The Spy in the Stalls: **** “And this is the ultimate strength of Doran’s play – how it brings the damaged outside world into the personal lives of the characters, exploring the extent to which our individual choices make a difference in the face of broader inequities and bigotry.”

Theatre & Tonic: **** “The Meat Kings! (Inc.) of Brooklyn Heights is a fantastic new drama, gripping from the get go, dripping in tension as it looks at the dark underbelly of the USA. This is a brilliant and impressive debut from Doran. Fiercely dark and shocking in equal measure, this is not one to miss.”

Everything Theatre: **** “The Meat Kings is a powerful, finely observed debut that cuts deep into questions of work, loyalty, and survival in modern America. Strong writing combined with a talented cast who find the marrow and muscle within their characters.”

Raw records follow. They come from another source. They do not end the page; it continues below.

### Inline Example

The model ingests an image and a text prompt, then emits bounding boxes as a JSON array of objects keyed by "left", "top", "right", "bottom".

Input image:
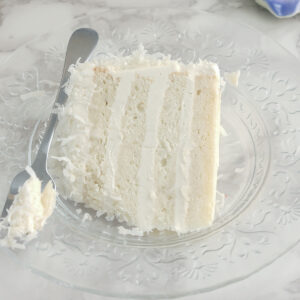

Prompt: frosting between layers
[{"left": 104, "top": 72, "right": 135, "bottom": 199}]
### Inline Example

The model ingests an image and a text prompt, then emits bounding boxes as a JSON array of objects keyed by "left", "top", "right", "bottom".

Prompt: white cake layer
[{"left": 51, "top": 50, "right": 220, "bottom": 233}]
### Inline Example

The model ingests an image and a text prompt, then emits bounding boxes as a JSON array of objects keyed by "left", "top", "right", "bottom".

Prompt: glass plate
[{"left": 0, "top": 9, "right": 300, "bottom": 299}]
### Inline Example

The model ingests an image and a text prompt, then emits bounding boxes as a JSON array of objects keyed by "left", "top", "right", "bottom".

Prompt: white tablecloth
[{"left": 0, "top": 0, "right": 300, "bottom": 300}]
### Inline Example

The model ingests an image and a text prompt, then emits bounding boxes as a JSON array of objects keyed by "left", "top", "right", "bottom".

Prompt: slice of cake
[{"left": 51, "top": 49, "right": 220, "bottom": 233}]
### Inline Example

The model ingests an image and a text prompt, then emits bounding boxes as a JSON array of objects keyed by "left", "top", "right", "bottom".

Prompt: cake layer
[{"left": 51, "top": 51, "right": 220, "bottom": 233}]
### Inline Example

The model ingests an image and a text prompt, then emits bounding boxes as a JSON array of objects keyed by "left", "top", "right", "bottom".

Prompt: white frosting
[
  {"left": 0, "top": 167, "right": 56, "bottom": 249},
  {"left": 174, "top": 76, "right": 194, "bottom": 231},
  {"left": 49, "top": 49, "right": 219, "bottom": 232},
  {"left": 104, "top": 71, "right": 136, "bottom": 198},
  {"left": 137, "top": 67, "right": 172, "bottom": 231}
]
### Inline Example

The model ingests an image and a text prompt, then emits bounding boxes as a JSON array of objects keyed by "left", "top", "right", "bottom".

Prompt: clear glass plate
[{"left": 0, "top": 9, "right": 300, "bottom": 299}]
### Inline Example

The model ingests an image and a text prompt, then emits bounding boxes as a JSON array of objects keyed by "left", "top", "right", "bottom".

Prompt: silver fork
[{"left": 1, "top": 28, "right": 98, "bottom": 218}]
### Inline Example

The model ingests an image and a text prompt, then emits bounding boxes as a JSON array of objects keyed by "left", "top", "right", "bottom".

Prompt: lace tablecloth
[{"left": 0, "top": 0, "right": 300, "bottom": 300}]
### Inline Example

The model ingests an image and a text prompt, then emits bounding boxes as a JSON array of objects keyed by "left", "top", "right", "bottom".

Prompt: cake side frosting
[{"left": 51, "top": 49, "right": 220, "bottom": 233}]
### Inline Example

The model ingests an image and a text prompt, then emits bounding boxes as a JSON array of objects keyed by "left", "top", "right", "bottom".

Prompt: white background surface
[{"left": 0, "top": 0, "right": 300, "bottom": 300}]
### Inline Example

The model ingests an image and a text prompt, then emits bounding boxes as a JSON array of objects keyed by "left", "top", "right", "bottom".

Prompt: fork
[{"left": 1, "top": 28, "right": 98, "bottom": 218}]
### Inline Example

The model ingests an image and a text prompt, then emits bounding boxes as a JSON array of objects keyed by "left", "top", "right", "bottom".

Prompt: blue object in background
[{"left": 255, "top": 0, "right": 300, "bottom": 18}]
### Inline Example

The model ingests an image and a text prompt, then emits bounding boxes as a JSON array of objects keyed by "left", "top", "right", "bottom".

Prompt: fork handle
[{"left": 32, "top": 28, "right": 98, "bottom": 172}]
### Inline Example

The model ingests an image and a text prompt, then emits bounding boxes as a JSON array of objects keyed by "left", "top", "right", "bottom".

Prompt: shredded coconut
[{"left": 0, "top": 167, "right": 56, "bottom": 249}]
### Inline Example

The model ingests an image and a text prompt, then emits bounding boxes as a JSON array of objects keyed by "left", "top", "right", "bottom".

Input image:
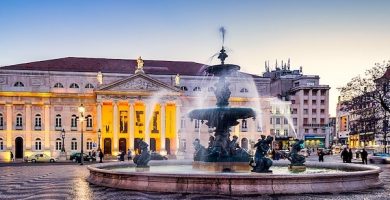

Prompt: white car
[{"left": 24, "top": 153, "right": 57, "bottom": 163}]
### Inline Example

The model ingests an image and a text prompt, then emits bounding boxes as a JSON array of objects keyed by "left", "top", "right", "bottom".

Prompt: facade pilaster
[
  {"left": 160, "top": 102, "right": 167, "bottom": 155},
  {"left": 6, "top": 104, "right": 13, "bottom": 150},
  {"left": 128, "top": 101, "right": 135, "bottom": 152},
  {"left": 44, "top": 105, "right": 50, "bottom": 150}
]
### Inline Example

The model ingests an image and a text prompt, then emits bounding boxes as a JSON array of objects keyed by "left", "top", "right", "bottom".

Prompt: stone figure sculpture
[
  {"left": 192, "top": 138, "right": 207, "bottom": 161},
  {"left": 285, "top": 140, "right": 306, "bottom": 166},
  {"left": 133, "top": 140, "right": 150, "bottom": 167},
  {"left": 250, "top": 135, "right": 273, "bottom": 173}
]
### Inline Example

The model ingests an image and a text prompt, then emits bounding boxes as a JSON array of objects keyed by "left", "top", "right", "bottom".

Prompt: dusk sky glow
[{"left": 0, "top": 0, "right": 390, "bottom": 116}]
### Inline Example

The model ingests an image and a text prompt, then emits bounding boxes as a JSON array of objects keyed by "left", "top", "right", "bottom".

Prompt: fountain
[
  {"left": 188, "top": 47, "right": 256, "bottom": 171},
  {"left": 88, "top": 29, "right": 382, "bottom": 196}
]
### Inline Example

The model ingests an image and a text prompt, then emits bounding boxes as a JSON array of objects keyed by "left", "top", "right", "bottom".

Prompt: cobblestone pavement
[{"left": 0, "top": 157, "right": 390, "bottom": 200}]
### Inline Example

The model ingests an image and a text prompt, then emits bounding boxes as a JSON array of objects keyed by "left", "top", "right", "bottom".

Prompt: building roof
[{"left": 0, "top": 57, "right": 206, "bottom": 75}]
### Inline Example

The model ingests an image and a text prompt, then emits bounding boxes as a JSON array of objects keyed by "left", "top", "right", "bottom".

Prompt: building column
[
  {"left": 160, "top": 102, "right": 167, "bottom": 155},
  {"left": 144, "top": 102, "right": 149, "bottom": 146},
  {"left": 176, "top": 102, "right": 182, "bottom": 155},
  {"left": 6, "top": 104, "right": 13, "bottom": 150},
  {"left": 112, "top": 101, "right": 119, "bottom": 153},
  {"left": 96, "top": 102, "right": 103, "bottom": 148},
  {"left": 26, "top": 104, "right": 32, "bottom": 150},
  {"left": 44, "top": 105, "right": 50, "bottom": 150},
  {"left": 128, "top": 101, "right": 135, "bottom": 153}
]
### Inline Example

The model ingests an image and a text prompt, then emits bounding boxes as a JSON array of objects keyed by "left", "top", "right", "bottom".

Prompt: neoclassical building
[{"left": 0, "top": 57, "right": 272, "bottom": 160}]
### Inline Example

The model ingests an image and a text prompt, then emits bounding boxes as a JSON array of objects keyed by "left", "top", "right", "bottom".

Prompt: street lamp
[
  {"left": 79, "top": 104, "right": 85, "bottom": 165},
  {"left": 98, "top": 128, "right": 102, "bottom": 151},
  {"left": 61, "top": 129, "right": 65, "bottom": 153}
]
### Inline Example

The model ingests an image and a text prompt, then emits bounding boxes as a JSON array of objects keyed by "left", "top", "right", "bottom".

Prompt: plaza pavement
[{"left": 0, "top": 156, "right": 390, "bottom": 200}]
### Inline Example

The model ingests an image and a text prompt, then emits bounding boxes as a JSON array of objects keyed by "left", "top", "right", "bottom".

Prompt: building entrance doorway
[
  {"left": 15, "top": 137, "right": 23, "bottom": 158},
  {"left": 119, "top": 138, "right": 127, "bottom": 153},
  {"left": 104, "top": 138, "right": 111, "bottom": 154}
]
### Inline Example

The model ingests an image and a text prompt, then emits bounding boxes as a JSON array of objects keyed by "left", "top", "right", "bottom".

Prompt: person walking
[
  {"left": 127, "top": 149, "right": 132, "bottom": 161},
  {"left": 318, "top": 150, "right": 325, "bottom": 162},
  {"left": 9, "top": 151, "right": 15, "bottom": 162},
  {"left": 347, "top": 148, "right": 353, "bottom": 163},
  {"left": 99, "top": 151, "right": 104, "bottom": 163},
  {"left": 361, "top": 149, "right": 368, "bottom": 165},
  {"left": 341, "top": 148, "right": 348, "bottom": 163}
]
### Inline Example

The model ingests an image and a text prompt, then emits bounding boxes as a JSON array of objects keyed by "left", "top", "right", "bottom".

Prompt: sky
[{"left": 0, "top": 0, "right": 390, "bottom": 116}]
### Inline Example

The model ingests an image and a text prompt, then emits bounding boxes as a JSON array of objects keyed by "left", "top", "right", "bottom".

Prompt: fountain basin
[{"left": 88, "top": 160, "right": 382, "bottom": 195}]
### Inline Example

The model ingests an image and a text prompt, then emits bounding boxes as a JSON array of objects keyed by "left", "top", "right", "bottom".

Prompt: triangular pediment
[{"left": 97, "top": 73, "right": 180, "bottom": 92}]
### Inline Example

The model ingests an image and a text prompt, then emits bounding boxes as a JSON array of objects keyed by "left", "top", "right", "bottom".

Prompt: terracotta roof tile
[{"left": 0, "top": 57, "right": 206, "bottom": 75}]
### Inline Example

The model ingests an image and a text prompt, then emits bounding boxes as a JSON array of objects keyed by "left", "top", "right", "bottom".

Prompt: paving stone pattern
[{"left": 0, "top": 164, "right": 390, "bottom": 200}]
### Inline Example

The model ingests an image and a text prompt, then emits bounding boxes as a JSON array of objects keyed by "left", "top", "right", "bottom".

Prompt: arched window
[
  {"left": 54, "top": 83, "right": 64, "bottom": 88},
  {"left": 0, "top": 113, "right": 4, "bottom": 130},
  {"left": 69, "top": 83, "right": 80, "bottom": 88},
  {"left": 70, "top": 115, "right": 77, "bottom": 130},
  {"left": 192, "top": 86, "right": 201, "bottom": 92},
  {"left": 56, "top": 114, "right": 62, "bottom": 128},
  {"left": 35, "top": 138, "right": 42, "bottom": 151},
  {"left": 87, "top": 138, "right": 93, "bottom": 150},
  {"left": 70, "top": 138, "right": 77, "bottom": 150},
  {"left": 85, "top": 83, "right": 95, "bottom": 88},
  {"left": 35, "top": 114, "right": 42, "bottom": 130},
  {"left": 86, "top": 115, "right": 92, "bottom": 128},
  {"left": 16, "top": 113, "right": 23, "bottom": 130},
  {"left": 14, "top": 81, "right": 24, "bottom": 87},
  {"left": 0, "top": 138, "right": 4, "bottom": 151},
  {"left": 56, "top": 138, "right": 62, "bottom": 151},
  {"left": 240, "top": 88, "right": 248, "bottom": 93}
]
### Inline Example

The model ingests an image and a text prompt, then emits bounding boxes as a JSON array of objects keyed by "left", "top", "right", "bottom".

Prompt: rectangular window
[
  {"left": 195, "top": 119, "right": 199, "bottom": 129},
  {"left": 293, "top": 118, "right": 298, "bottom": 126},
  {"left": 56, "top": 141, "right": 62, "bottom": 151}
]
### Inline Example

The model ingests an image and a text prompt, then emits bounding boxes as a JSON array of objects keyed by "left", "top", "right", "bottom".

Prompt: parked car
[
  {"left": 368, "top": 153, "right": 390, "bottom": 164},
  {"left": 24, "top": 153, "right": 57, "bottom": 163},
  {"left": 69, "top": 153, "right": 96, "bottom": 162},
  {"left": 150, "top": 152, "right": 168, "bottom": 160}
]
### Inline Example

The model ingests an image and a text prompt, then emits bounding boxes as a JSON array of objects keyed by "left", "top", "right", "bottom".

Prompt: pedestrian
[
  {"left": 341, "top": 148, "right": 348, "bottom": 163},
  {"left": 127, "top": 149, "right": 132, "bottom": 161},
  {"left": 9, "top": 151, "right": 15, "bottom": 162},
  {"left": 361, "top": 149, "right": 368, "bottom": 165},
  {"left": 318, "top": 150, "right": 325, "bottom": 162},
  {"left": 348, "top": 149, "right": 353, "bottom": 163},
  {"left": 99, "top": 151, "right": 104, "bottom": 163}
]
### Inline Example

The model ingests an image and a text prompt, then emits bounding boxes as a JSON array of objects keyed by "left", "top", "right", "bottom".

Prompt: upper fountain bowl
[{"left": 205, "top": 64, "right": 240, "bottom": 76}]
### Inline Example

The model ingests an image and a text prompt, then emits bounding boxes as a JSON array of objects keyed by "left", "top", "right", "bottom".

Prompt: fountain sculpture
[{"left": 188, "top": 47, "right": 256, "bottom": 171}]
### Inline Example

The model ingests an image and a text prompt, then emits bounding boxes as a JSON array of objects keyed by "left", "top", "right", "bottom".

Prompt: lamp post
[
  {"left": 98, "top": 128, "right": 102, "bottom": 151},
  {"left": 79, "top": 104, "right": 85, "bottom": 165},
  {"left": 61, "top": 129, "right": 65, "bottom": 153}
]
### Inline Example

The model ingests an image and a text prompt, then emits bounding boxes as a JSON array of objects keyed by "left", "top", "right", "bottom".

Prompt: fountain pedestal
[{"left": 192, "top": 161, "right": 251, "bottom": 172}]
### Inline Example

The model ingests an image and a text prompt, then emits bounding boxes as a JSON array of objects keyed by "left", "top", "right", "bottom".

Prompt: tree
[{"left": 339, "top": 61, "right": 390, "bottom": 152}]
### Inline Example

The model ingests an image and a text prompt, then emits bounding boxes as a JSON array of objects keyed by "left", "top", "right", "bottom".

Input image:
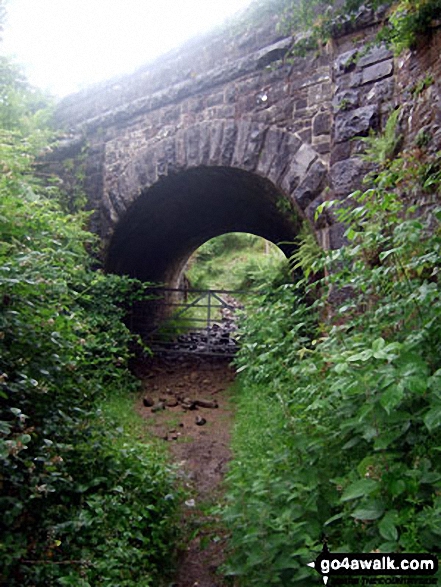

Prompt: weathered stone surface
[
  {"left": 334, "top": 106, "right": 378, "bottom": 143},
  {"left": 42, "top": 9, "right": 441, "bottom": 294},
  {"left": 312, "top": 112, "right": 332, "bottom": 136},
  {"left": 357, "top": 45, "right": 393, "bottom": 67},
  {"left": 363, "top": 59, "right": 394, "bottom": 84},
  {"left": 330, "top": 158, "right": 365, "bottom": 196},
  {"left": 332, "top": 90, "right": 360, "bottom": 112},
  {"left": 292, "top": 161, "right": 327, "bottom": 210},
  {"left": 334, "top": 49, "right": 358, "bottom": 75}
]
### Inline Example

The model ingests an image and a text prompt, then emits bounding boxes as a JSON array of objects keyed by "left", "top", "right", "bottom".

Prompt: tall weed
[{"left": 224, "top": 125, "right": 441, "bottom": 587}]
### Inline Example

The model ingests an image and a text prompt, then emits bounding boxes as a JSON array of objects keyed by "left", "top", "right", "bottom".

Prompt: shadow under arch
[{"left": 105, "top": 166, "right": 302, "bottom": 287}]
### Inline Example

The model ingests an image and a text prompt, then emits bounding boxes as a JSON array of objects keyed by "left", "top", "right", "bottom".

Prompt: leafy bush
[
  {"left": 0, "top": 57, "right": 176, "bottom": 587},
  {"left": 279, "top": 0, "right": 441, "bottom": 55},
  {"left": 224, "top": 115, "right": 441, "bottom": 587}
]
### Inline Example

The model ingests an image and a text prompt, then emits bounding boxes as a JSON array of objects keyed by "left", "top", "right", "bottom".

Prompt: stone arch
[{"left": 104, "top": 120, "right": 327, "bottom": 285}]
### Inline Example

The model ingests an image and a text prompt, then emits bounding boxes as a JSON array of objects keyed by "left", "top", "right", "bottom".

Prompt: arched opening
[{"left": 106, "top": 167, "right": 302, "bottom": 287}]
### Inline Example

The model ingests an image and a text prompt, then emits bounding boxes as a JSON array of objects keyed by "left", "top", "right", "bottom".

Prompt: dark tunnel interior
[{"left": 106, "top": 167, "right": 301, "bottom": 287}]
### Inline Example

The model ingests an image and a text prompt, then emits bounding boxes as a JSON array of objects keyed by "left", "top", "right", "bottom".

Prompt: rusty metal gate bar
[{"left": 129, "top": 288, "right": 249, "bottom": 357}]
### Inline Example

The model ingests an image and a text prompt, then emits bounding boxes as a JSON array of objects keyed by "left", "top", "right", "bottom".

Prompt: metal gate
[{"left": 129, "top": 288, "right": 249, "bottom": 357}]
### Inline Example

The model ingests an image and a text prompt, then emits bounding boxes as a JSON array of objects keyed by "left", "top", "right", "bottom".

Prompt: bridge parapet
[{"left": 49, "top": 8, "right": 441, "bottom": 284}]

British Theatre Guide: “The confident, well-directed cast are always watchable as believable, complex characters in this topical play that exposes some of the cruel day-to-day consequences of Trump policies. At times, the story carries echoes of Arthur Miller with its interrogation of the American Dream and its empathy for those labelled immigrants in a society created by immigrants.”

Fairy Powered Productions: **** “A stunning debut from Hannah Doran – definitely a name to look out for in the future.”

London Theatre 1: ***** “This debut play, written by Hannah Doran, is refreshingly original, imaginatively crafted, sharply observed, and utterly believable. It’s no surprise it won the prestigious Papatango New Writing Prize 2024. If this production is any indication of what’s to come, Doran has a glittering career ahead.”

Time Out: *** “There’s also a solid cast and a cute set from Mona Camille, which puts pvc butcher’s curtains on all the theatre doors and makes use of a series of joints of some sort of convincing-ish synthetic meat for the copious scenes of actual butchery. It’s a solid play that grows in stature – when I caught up with on a sleepy matinee the audience was largely unresponsive for the first half; in the second there was gasp after gasp.”

Theatre Weekly: ***** “Doran’s script is a tightly-wound coil of ambition, desperation and betrayal, and one where every character is vivid and richly drawn.”

The Stage: **** “TV’s The Bear meets Arthur Miller’s A View from the Bridge in this impressive debut play.”

West End Best Friend: **** ”  Hannah Doran has written a play that is both edgy and polished. Her influences are clearly on show as Arthur Miller and David Mamet immediately spring to mind, but where’s the harm in being influenced by the best. This gets an extra star for the sheer commitment to authenticity.”